Mariners Insider Blog

Dobbs made it in Philly, and now Jake Woods has that chance

Greg Dobbs, millionaire.

Given the economy – and the outrageous salaries we see players pull down – it may be hard to appreciate the new status Dobbs enjoys, but anyone who recalls his time with the Seattle Mariners can probably work up a smile.

Dobbs, 30, signed a two-year, $2.5 million contract with the Philadelphia Phillies by being just that valuable to the team that won the 2008 World Series. Two years ago, he was waived by the Mariners.

In 2007, Dobbs hit .272 with 10 home runs and 55 RBI – and 18 of those RBI came as a pinch-hitter. Last season, Dobbs batted .301 with nine home runs and 40 RBI, in 226 at-bats. His 22 pinch hits led he majors, and produced 16 RBI.

Saying Dobbs worked hard to extend his major league career doesn't sound like much – who, given the chance, wouldn't?

The answer is, a lot of guys.

When he came up with Seattle, he played the outfield, first base and – with Adrian Beltre's help – learned to play third base. He never went through the motions, never took an easy day in drills that were monotonous.

Dobbs grew up, lost the youthful arrogance and the sense of entitlement so many good athletes have. He stopped finding bad breaks and worked harder than he ever had.

About the time he'd learned the position, he lost his job. The Mariners let him go, and for a time in December, 2006, Dobbs feared his career might be over. Then Pat Gillick and the Phillies called.



And today, Dobbs is a millionaire. Nice story.

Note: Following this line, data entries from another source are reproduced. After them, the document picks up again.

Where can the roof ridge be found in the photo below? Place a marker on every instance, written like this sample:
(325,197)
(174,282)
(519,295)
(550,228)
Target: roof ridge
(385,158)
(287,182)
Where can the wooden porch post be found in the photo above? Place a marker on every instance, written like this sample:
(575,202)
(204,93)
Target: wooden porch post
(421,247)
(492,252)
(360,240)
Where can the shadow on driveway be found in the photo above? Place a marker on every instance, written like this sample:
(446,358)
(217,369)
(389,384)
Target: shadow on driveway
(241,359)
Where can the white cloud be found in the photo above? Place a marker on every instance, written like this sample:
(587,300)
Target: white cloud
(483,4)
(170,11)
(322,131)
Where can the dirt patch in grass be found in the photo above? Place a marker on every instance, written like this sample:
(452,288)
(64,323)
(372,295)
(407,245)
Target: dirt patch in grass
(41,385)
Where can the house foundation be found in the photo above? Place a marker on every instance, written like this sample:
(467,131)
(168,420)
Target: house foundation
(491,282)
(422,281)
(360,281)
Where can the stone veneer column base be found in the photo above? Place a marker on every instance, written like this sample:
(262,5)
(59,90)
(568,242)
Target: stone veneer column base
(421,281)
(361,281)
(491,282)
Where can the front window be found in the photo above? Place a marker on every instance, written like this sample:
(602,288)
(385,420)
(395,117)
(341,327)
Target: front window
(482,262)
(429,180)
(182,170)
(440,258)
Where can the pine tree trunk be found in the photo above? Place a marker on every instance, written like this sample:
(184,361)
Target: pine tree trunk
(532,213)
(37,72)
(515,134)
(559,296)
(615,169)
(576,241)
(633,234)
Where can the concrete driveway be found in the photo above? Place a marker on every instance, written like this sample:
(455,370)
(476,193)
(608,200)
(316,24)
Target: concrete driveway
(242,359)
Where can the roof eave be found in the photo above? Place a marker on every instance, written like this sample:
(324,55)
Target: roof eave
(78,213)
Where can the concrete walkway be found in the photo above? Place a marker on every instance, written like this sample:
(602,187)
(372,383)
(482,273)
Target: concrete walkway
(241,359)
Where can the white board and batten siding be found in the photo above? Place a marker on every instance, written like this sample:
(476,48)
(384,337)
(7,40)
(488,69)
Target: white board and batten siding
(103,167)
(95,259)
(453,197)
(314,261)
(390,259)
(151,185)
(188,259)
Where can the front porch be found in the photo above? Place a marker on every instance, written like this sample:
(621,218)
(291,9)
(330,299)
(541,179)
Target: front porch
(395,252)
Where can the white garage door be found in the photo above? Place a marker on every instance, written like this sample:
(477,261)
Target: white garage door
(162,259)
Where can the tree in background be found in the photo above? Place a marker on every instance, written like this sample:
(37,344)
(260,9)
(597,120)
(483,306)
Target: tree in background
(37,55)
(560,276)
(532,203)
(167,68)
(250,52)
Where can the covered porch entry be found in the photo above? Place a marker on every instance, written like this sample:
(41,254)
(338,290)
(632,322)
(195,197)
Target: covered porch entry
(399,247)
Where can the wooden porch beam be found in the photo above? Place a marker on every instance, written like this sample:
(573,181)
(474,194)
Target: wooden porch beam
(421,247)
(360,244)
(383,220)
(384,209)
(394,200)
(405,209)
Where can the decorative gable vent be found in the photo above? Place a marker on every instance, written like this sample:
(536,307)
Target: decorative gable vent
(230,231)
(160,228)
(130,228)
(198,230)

Philadelphia seems to collect former Mariners. They traded for Jamie Moyer, who now has a World Series ring. They signed free agent Raul Ibanez. This week, they reached out to another ex-Mariner, left-handed pitcher Jake Woods.



Woods signed a minor league deal with an invitation to spring training, and finds himself in a similar situation to the one Dobbs faced in '07. He has a chance, and in baseball that's often all you get.

Dobbs made the most of his. Like Dobbs, Woods needs to alter his attitude a few degrees and do the work without seeing the politics of roster moves.